[core] defer buffer/texture destruction while used by a command buffer #8706

uael · 2025-12-11T15:58:33Z

Description
Allow setting retain_command_buffer_references back to false by deferring buffer and texture destroy if used by a command buffer. Replace #8694

Testing
CTS and tests

Checklist

Run cargo fmt.
~~Run taplo format.~~
Run cargo clippy --tests. If applicable, add:
- ~~--target wasm32-unknown-unknown~~
Run cargo xtask test to run tests.
~~If this contains user-facing changes, add a CHANGELOG.md entry.~~

uael · 2025-12-11T19:35:20Z

CTS still hangs on Mac, I need to investigate this

andyleiserson · 2025-12-11T21:31:58Z

The known cause of CTS hangs on Mac is #3084, although that doesn't totally make sense here, because the test list hasn't changed.

uael · 2025-12-12T04:30:52Z

Is this approach the right path forward ? Let me add my measurements regarding the auto-retain or not flag and memory usage later today

uael · 2025-12-12T07:36:53Z

@andyleiserson rebased to get your CTS filter changes, it's now hanging with 'webgpu:api,validation,encoding,cmds,copyTextureToTexture:texture_format_compatibility:*', I just tested locally and they all passes 2327 / 2843, other are skipped. Any idea where I should have look first ?

andyleiserson · 2025-12-15T23:26:35Z

I'm not sure about the approach. There is already a mechanism to defer destruction for buffers/textures that are in use -- see the code at the end of Buffer::destroy and Texture::destroy.

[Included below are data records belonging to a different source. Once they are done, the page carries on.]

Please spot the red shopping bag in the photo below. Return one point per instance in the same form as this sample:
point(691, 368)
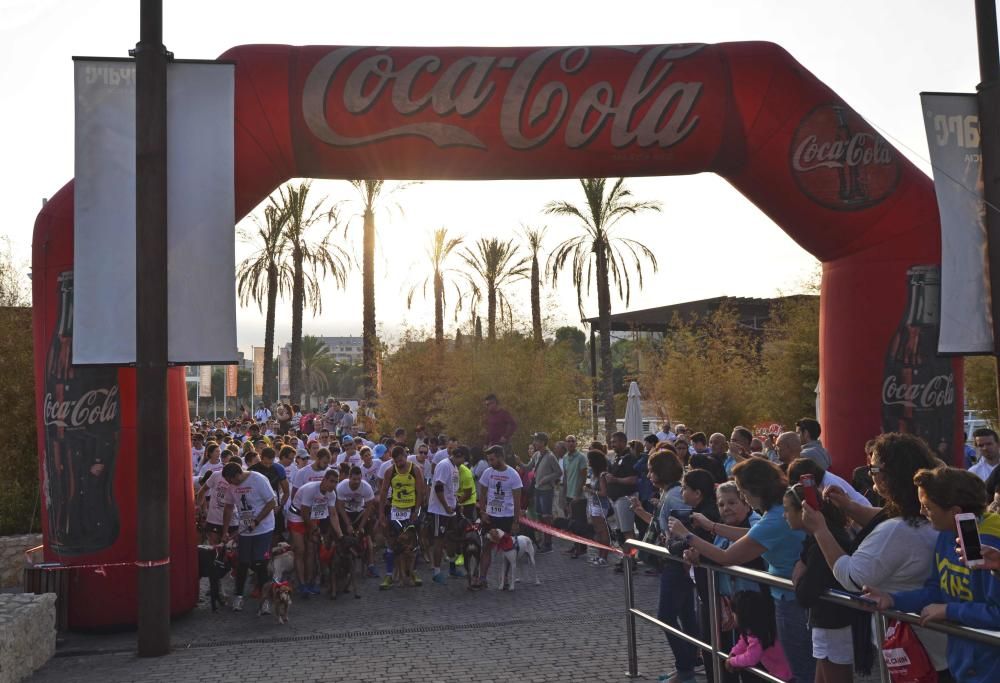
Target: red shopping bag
point(905, 656)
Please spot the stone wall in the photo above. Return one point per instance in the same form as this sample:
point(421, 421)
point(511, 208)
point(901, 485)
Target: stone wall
point(12, 557)
point(27, 634)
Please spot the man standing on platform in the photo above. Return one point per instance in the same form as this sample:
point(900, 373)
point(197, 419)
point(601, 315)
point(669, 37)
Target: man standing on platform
point(499, 424)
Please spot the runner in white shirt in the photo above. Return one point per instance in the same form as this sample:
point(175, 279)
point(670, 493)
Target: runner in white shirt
point(251, 498)
point(442, 505)
point(357, 509)
point(422, 461)
point(312, 472)
point(350, 454)
point(314, 503)
point(212, 497)
point(499, 500)
point(212, 456)
point(370, 468)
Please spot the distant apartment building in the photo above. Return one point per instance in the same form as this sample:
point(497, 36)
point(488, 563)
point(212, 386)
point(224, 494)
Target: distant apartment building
point(343, 349)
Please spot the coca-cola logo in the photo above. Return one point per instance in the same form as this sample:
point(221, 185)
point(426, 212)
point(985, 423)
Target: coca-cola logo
point(938, 392)
point(97, 406)
point(649, 109)
point(840, 162)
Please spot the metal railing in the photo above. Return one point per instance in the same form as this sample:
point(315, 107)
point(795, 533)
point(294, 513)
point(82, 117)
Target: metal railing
point(843, 598)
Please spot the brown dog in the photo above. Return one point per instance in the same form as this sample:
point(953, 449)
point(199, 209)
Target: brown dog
point(348, 565)
point(405, 550)
point(282, 601)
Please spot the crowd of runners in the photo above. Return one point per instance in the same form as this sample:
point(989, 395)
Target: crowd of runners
point(765, 501)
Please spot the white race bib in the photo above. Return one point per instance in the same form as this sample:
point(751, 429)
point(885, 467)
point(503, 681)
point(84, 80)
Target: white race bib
point(246, 521)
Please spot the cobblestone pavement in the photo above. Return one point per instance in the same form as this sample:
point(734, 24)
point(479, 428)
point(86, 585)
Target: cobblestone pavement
point(555, 631)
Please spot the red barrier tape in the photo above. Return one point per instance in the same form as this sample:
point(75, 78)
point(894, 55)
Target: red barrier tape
point(566, 536)
point(98, 568)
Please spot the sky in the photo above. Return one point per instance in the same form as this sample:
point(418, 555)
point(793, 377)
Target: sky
point(710, 241)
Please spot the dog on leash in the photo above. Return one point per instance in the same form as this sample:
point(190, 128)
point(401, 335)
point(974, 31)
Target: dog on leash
point(471, 547)
point(345, 573)
point(282, 600)
point(512, 549)
point(405, 551)
point(214, 563)
point(282, 561)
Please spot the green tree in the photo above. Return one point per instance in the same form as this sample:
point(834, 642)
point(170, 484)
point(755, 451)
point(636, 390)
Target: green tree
point(790, 361)
point(493, 265)
point(312, 259)
point(705, 372)
point(264, 275)
point(574, 337)
point(317, 365)
point(374, 194)
point(534, 237)
point(981, 386)
point(441, 247)
point(598, 254)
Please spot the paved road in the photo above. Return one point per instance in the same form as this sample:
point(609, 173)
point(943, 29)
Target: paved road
point(571, 627)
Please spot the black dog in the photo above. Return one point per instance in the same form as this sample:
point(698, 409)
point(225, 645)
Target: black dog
point(213, 564)
point(345, 574)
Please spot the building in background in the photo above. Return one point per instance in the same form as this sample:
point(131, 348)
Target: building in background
point(342, 349)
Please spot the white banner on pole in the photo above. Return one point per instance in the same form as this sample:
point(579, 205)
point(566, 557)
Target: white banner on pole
point(283, 379)
point(205, 381)
point(258, 370)
point(952, 124)
point(201, 314)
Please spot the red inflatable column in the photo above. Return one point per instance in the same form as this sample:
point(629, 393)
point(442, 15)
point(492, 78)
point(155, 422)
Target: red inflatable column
point(88, 454)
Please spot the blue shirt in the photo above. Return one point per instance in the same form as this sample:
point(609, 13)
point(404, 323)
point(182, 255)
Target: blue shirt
point(782, 546)
point(730, 585)
point(669, 501)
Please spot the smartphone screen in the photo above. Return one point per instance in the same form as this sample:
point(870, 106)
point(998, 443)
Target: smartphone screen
point(970, 539)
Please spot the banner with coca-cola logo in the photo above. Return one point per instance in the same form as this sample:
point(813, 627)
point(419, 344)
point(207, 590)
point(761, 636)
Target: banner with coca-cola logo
point(746, 111)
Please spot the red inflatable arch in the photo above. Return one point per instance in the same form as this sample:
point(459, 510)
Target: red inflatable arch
point(746, 111)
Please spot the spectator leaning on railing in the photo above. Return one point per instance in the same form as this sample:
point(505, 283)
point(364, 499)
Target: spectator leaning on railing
point(894, 549)
point(764, 484)
point(953, 591)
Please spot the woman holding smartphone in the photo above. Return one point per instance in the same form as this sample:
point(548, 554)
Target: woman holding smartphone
point(952, 592)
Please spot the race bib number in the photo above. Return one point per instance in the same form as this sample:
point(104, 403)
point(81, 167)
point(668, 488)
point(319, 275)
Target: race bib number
point(246, 521)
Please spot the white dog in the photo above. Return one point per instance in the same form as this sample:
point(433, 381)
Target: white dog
point(512, 549)
point(282, 561)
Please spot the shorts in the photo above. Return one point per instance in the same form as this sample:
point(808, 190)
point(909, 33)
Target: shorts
point(502, 523)
point(543, 502)
point(251, 549)
point(835, 644)
point(624, 514)
point(439, 524)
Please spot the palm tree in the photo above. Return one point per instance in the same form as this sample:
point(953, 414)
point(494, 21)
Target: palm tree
point(372, 193)
point(312, 260)
point(440, 249)
point(494, 265)
point(264, 275)
point(535, 237)
point(317, 366)
point(598, 252)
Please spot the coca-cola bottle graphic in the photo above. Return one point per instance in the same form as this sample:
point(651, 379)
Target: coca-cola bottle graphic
point(81, 415)
point(851, 185)
point(918, 387)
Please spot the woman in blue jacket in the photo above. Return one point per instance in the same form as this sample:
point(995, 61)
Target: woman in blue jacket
point(954, 592)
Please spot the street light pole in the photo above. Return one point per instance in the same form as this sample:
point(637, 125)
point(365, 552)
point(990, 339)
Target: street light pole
point(988, 99)
point(152, 543)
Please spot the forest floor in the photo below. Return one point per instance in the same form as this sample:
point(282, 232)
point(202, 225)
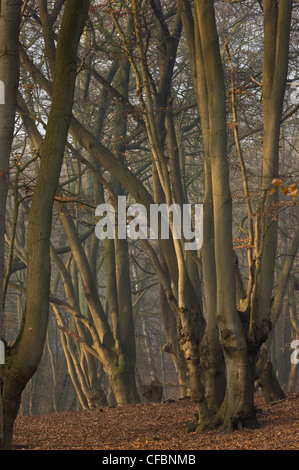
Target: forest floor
point(155, 426)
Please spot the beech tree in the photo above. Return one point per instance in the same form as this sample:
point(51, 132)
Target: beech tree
point(150, 73)
point(10, 16)
point(23, 357)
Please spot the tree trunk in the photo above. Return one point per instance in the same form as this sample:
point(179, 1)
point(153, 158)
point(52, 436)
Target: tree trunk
point(237, 409)
point(24, 356)
point(10, 15)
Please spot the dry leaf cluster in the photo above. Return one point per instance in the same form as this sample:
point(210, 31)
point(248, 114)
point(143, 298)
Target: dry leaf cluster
point(155, 426)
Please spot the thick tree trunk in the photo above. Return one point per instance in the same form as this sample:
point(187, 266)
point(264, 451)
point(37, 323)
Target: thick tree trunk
point(25, 354)
point(10, 15)
point(237, 409)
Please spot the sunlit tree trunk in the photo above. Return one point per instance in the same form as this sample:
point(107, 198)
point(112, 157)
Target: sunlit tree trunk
point(10, 15)
point(24, 356)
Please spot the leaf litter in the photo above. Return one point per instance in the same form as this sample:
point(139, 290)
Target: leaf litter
point(155, 426)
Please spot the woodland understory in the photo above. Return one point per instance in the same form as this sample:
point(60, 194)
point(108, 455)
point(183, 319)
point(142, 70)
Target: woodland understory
point(157, 104)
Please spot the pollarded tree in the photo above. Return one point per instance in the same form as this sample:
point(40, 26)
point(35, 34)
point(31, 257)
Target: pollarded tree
point(23, 357)
point(240, 340)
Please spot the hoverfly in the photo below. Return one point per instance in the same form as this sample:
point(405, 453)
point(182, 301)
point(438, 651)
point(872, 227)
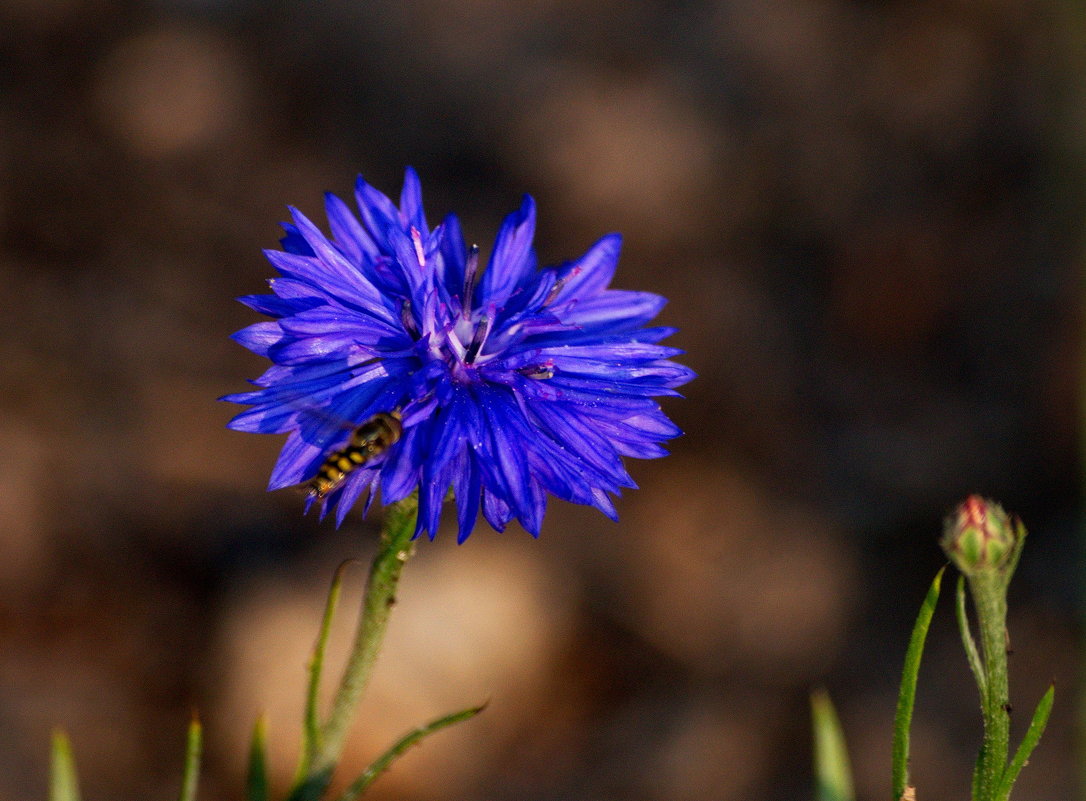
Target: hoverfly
point(368, 441)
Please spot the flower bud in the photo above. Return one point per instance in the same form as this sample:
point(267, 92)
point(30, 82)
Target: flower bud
point(979, 536)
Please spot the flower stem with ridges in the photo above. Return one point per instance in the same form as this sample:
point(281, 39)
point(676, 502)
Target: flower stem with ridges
point(395, 547)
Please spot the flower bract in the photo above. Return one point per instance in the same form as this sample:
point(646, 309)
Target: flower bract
point(506, 382)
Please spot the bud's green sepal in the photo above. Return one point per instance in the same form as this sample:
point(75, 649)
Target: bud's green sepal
point(980, 537)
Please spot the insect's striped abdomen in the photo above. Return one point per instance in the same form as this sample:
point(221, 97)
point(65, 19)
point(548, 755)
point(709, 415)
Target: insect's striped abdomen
point(370, 440)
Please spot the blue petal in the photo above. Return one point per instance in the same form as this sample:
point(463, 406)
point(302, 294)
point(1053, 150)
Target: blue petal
point(378, 212)
point(260, 337)
point(592, 272)
point(512, 261)
point(350, 234)
point(411, 202)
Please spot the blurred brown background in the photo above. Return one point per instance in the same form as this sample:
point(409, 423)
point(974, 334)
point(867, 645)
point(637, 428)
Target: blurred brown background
point(868, 218)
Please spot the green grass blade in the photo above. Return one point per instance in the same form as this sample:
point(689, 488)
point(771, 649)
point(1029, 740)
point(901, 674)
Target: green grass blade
point(907, 696)
point(63, 783)
point(256, 782)
point(833, 775)
point(1028, 742)
point(382, 762)
point(311, 724)
point(191, 775)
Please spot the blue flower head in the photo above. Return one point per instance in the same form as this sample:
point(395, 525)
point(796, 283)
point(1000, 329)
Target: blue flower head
point(504, 383)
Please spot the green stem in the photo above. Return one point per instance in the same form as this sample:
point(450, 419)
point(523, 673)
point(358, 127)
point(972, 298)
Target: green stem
point(395, 547)
point(989, 597)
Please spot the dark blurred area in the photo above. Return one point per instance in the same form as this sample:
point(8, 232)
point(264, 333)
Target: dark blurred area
point(868, 218)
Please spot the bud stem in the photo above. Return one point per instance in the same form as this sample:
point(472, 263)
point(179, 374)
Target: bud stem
point(395, 547)
point(989, 599)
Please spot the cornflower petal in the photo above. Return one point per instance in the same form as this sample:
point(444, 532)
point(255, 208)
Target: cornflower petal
point(503, 386)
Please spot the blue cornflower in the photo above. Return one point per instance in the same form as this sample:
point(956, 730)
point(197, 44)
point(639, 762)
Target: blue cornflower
point(504, 383)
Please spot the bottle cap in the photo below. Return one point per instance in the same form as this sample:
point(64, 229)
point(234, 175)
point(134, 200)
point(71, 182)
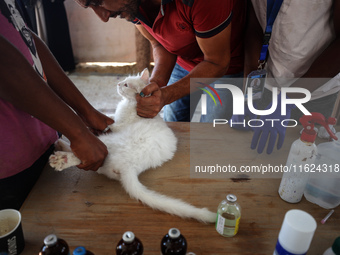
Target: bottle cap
point(231, 198)
point(174, 233)
point(336, 245)
point(50, 240)
point(128, 237)
point(297, 231)
point(80, 250)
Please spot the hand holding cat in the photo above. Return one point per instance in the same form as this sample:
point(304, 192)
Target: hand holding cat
point(150, 106)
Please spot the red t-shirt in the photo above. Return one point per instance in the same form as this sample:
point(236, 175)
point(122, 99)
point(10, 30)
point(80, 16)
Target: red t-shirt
point(180, 21)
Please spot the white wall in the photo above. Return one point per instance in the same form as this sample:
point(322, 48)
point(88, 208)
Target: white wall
point(96, 41)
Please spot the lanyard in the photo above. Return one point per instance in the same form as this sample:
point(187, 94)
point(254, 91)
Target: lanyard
point(273, 7)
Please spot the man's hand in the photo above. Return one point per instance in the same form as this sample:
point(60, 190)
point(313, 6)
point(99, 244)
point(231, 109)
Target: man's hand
point(240, 122)
point(271, 130)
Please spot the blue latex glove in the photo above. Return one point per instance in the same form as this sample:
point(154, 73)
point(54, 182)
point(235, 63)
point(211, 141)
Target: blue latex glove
point(240, 118)
point(271, 129)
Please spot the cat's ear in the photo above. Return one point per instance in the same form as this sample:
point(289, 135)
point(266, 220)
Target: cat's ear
point(145, 76)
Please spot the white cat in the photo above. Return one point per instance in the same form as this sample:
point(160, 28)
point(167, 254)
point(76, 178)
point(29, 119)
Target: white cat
point(135, 145)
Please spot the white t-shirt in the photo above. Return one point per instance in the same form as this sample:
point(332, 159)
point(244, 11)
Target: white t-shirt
point(301, 31)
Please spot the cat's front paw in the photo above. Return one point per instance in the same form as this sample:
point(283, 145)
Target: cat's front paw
point(61, 160)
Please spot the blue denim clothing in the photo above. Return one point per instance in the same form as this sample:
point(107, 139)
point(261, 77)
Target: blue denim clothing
point(183, 109)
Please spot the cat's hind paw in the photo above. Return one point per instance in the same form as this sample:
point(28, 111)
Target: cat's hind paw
point(61, 160)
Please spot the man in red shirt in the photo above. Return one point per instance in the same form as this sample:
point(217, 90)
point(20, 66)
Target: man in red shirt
point(190, 39)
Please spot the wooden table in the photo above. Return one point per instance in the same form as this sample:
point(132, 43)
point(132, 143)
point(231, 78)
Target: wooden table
point(88, 209)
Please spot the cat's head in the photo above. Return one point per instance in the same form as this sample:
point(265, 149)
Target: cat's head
point(133, 85)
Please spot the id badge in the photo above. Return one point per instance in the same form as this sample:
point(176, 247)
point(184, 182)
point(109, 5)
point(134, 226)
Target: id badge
point(256, 80)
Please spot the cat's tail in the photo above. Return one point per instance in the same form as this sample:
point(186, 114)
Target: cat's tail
point(164, 203)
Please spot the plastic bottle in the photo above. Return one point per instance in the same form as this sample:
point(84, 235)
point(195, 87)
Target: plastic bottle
point(54, 246)
point(296, 233)
point(335, 249)
point(173, 243)
point(129, 245)
point(301, 158)
point(323, 185)
point(228, 216)
point(81, 250)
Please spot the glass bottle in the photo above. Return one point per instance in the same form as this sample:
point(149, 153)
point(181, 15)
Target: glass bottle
point(228, 216)
point(54, 246)
point(81, 250)
point(173, 243)
point(129, 245)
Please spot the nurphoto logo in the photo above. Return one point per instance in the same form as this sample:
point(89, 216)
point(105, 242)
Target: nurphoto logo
point(239, 103)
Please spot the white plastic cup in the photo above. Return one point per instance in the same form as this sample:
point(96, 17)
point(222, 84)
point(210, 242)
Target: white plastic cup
point(296, 233)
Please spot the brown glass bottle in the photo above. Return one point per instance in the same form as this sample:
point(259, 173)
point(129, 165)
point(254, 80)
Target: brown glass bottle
point(54, 246)
point(173, 243)
point(129, 245)
point(81, 250)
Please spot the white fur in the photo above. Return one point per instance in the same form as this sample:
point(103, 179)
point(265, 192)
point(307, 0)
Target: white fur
point(135, 145)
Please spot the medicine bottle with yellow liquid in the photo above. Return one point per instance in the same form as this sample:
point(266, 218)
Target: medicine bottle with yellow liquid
point(228, 216)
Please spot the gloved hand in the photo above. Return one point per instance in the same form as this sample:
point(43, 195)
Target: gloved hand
point(271, 129)
point(242, 119)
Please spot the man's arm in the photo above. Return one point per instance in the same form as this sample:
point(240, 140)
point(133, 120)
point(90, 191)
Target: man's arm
point(23, 87)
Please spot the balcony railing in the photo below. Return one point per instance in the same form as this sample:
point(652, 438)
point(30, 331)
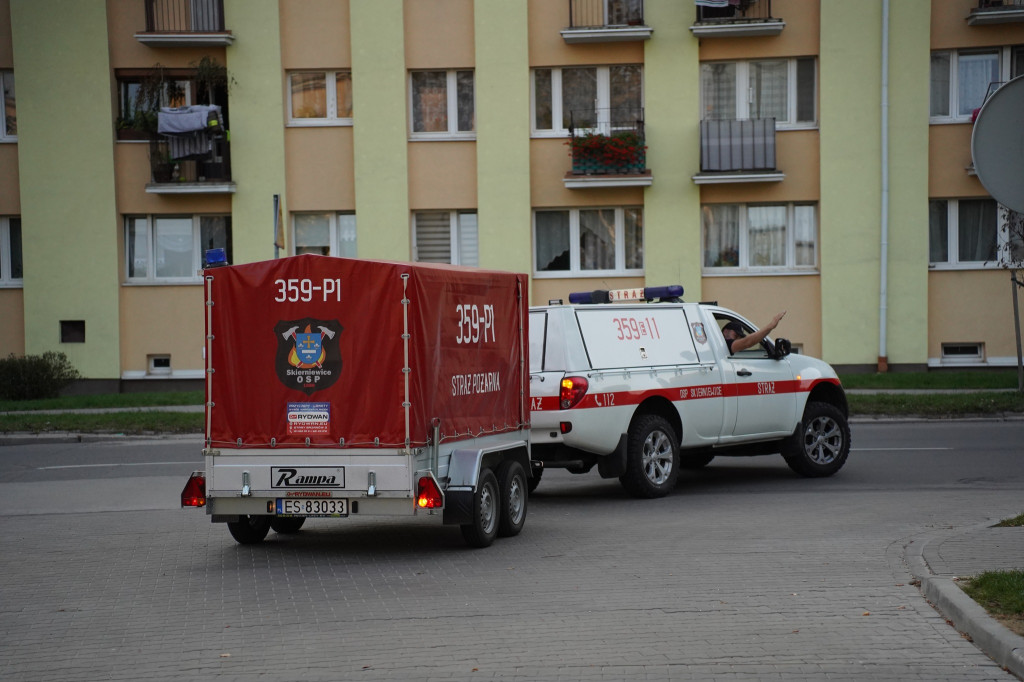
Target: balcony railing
point(737, 145)
point(996, 11)
point(184, 23)
point(209, 172)
point(736, 17)
point(605, 20)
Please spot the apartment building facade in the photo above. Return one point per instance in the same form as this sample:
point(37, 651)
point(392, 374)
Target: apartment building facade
point(803, 155)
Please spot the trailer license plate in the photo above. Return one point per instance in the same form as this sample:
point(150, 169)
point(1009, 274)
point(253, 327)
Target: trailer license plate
point(331, 507)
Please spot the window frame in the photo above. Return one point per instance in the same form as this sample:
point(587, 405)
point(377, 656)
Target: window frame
point(456, 236)
point(1005, 55)
point(7, 76)
point(151, 278)
point(953, 261)
point(574, 270)
point(7, 281)
point(334, 232)
point(743, 255)
point(742, 90)
point(604, 96)
point(452, 107)
point(332, 119)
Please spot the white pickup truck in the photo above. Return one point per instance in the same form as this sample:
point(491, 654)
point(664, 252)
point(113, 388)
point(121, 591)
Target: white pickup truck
point(644, 388)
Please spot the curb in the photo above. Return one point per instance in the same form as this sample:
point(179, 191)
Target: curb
point(969, 617)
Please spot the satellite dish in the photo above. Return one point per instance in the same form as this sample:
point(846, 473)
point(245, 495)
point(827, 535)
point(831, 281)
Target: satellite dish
point(997, 144)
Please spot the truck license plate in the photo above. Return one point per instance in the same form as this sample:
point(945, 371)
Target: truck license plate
point(331, 507)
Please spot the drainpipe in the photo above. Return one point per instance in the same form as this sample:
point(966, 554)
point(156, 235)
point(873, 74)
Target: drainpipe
point(884, 265)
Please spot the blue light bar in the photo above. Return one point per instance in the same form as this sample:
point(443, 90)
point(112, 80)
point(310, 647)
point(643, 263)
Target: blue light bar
point(215, 258)
point(670, 293)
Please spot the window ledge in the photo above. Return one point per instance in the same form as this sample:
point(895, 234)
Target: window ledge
point(186, 39)
point(738, 29)
point(573, 181)
point(190, 187)
point(738, 176)
point(607, 34)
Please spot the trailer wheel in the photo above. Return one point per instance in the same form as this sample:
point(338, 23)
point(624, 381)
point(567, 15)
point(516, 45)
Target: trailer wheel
point(287, 525)
point(250, 529)
point(486, 512)
point(513, 487)
point(651, 458)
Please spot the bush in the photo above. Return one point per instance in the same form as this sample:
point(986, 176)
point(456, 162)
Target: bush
point(35, 377)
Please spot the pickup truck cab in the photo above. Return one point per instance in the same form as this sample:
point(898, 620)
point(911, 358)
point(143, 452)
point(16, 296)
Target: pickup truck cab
point(646, 387)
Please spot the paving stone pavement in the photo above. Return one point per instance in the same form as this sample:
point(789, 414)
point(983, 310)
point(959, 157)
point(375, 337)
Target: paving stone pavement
point(752, 585)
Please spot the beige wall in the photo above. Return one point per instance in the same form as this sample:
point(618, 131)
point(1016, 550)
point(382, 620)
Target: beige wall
point(314, 34)
point(760, 298)
point(949, 28)
point(162, 321)
point(972, 306)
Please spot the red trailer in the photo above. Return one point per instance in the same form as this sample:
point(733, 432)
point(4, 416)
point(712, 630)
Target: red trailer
point(342, 387)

There is a tension between safely keeping resources alive when needed, and enabling applications to destroy them immediately when desired to recover memory. The case where a resource is referenced in a command buffer, then destroyed before that command buffer is submitted, is intended to be supported (there is a check on submit that resources have not been destroyed).

It may be useful to look at #8129 and the "full set of changes" referenced in the description, in particular 42e4a04. This was a (never merged) attempt to address the resource lifetime problem a different way closer to what you are doing, where the resources would be kept alive via Arc references in the tracker and recovered only once all the references went away. It changed destroy to replace the Arc reference held in the hub with a tombstone, allowing the resource to be destroyed at that point if there weren't other references in trackers keeping it alive.

I don't think it should be necessary to have both the in_flight_count mechanism and the schedule_resource_destruction mechanism for managing lifetime.

I would still be interested to see a test case. We have made changes over the past few months (in particular, encoding on finish) that should have made it harder to destroy resources and then still end up trying to use a command buffer that references them. The exception I know of is #7816, I believe (other than setting the retain references flag) that issue is still outstanding and I'm not aware of a strategy for fixing it besides keeping all resources alive whenever they are referenced in a command buffer. But I think that might be a Metal bug, and I don't know if we want to remove the ability to eagerly destroy resources entirely if we can get it fixed in Metal.

uael · 2025-12-16T05:20:02Z

Thank you for the detailed explanation. I clearly didn't had enough context when approaching this but what I'm sure about is that #7816 doesn't happen anymore with this proposed approach (and the previous closed one), even with unretained references (without #7842).

I would still be interested to see a test case.

Unfortunately all I have is memory measurements from our iOS app and #7842 is definitely the culprit: memory indefinitely accumulate when this specific commit is cherry-picked. But that's on v25.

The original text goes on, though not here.